On the other hand, situations do arise in which a board member justifiably concludes that disclosing at least the existence of the deliberations – and even certain aspects of them – not only does not violate the board member’s fiduciary duty, but, in fact, is mandated by it; for example, if the board member perceived that the board was considering action against a superintendent that was improperly conceived or motivated, and about which a substantial portion of shareholders would object. So, there is no hard and fast rule governing this, unless the attorney-client privilege prevents the disclosure.

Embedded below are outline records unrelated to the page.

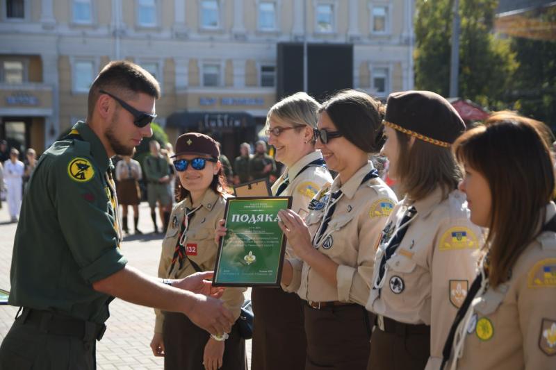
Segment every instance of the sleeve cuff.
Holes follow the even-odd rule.
[[[85,281],[92,284],[117,273],[125,267],[127,259],[115,246],[81,269],[79,274]]]
[[[338,281],[338,301],[341,302],[350,301],[350,291],[352,289],[353,275],[355,269],[345,264],[338,267],[336,271],[336,280]]]

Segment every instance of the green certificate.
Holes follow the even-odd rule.
[[[286,237],[278,226],[278,211],[290,208],[291,201],[291,196],[227,200],[227,232],[218,248],[215,286],[279,286]]]

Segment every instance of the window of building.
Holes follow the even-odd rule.
[[[261,66],[261,86],[273,87],[276,85],[276,67],[273,65]]]
[[[259,28],[261,31],[276,29],[276,3],[265,1],[259,4]]]
[[[201,1],[201,26],[204,28],[218,28],[220,25],[220,6],[218,0]]]
[[[330,33],[334,31],[334,8],[332,4],[317,6],[317,31]]]
[[[389,31],[389,8],[387,6],[374,6],[371,10],[371,27],[374,33],[386,33]]]
[[[137,23],[142,27],[154,27],[156,26],[156,0],[138,1]]]
[[[19,60],[2,61],[2,82],[14,85],[25,81],[25,69],[23,62]]]
[[[73,20],[75,23],[91,23],[92,22],[92,5],[91,0],[74,0]]]
[[[375,67],[371,72],[371,87],[379,96],[385,96],[389,93],[390,82],[389,69],[386,67]]]
[[[6,17],[10,19],[25,18],[25,1],[6,0]]]
[[[220,65],[204,64],[203,65],[203,86],[220,86]]]
[[[91,60],[77,60],[74,63],[74,91],[88,92],[94,78],[95,63]]]

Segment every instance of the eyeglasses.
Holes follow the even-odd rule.
[[[288,127],[280,127],[277,126],[274,128],[267,128],[265,130],[265,135],[267,136],[270,136],[270,133],[272,133],[275,136],[280,136],[284,131],[286,130],[291,130],[292,128],[300,128],[302,127],[304,127],[306,125],[296,125],[293,126],[288,126]]]
[[[107,91],[100,90],[99,92],[101,94],[106,94],[108,96],[111,96],[112,99],[117,101],[120,105],[122,106],[122,108],[131,113],[131,115],[133,116],[133,118],[135,118],[135,120],[133,120],[133,124],[137,127],[145,127],[154,121],[154,119],[156,118],[156,115],[151,115],[150,113],[146,113],[145,112],[138,110],[121,99]]]
[[[317,139],[320,139],[320,142],[322,144],[328,144],[330,139],[341,137],[342,136],[340,131],[327,131],[324,128],[321,128],[320,130],[318,128],[313,128],[313,134],[315,135],[315,140],[316,141]]]
[[[192,160],[179,159],[174,161],[174,167],[176,168],[176,171],[178,172],[183,172],[187,169],[188,166],[190,163],[191,163],[191,167],[193,167],[193,169],[200,171],[202,169],[204,169],[204,167],[206,165],[207,162],[216,163],[218,162],[218,160],[215,158],[193,158]]]

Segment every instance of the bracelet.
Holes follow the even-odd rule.
[[[211,334],[211,337],[217,342],[224,342],[224,340],[227,339],[229,335],[228,335],[227,333],[224,333],[221,335],[215,335],[214,334]]]

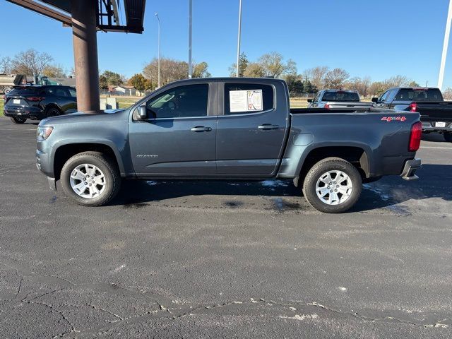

For boards, when deliberating about sensitive and potentially controversial matters, the guiding principle should be to not let the deliberations and decision-making drag on any longer than absolutely necessary, because the more time that passes the more likely it is that any objecting board members will the feel the need and have the opportunity to reach out for support beyond the board, and thereby inevitably reveal matters and details that the board would like to keep confidential at least until the decision is made and implemented.
As a postscript, some boards have considered adopting board standards of conduct, which typically include loyalty and confidentiality provisions. These could enhance a co-op’s claim for damages if it decided to pursue a board member for damages arising from a breach of confidentiality. This could have a strong deterrent effect even if the likelihood is low that a co-op would or successfully could pursue such a claim. But most board members will not knowingly open the door to this additional burden on their already tenuous desire to serve; and most shareholders would be reluctant to chill the willingness of a board member to approach them directly if an impropriety is suspected. So, it seems that these types of provisions are not likely to become widespread.
As another postscript, the questioner should be very careful revealing to shareholders any suspected improprieties by the board member who disclosed the deliberations regarding the superintendent. If those improprieties are untrue, or even simply exaggerated, the board member could strike back with defamation claims.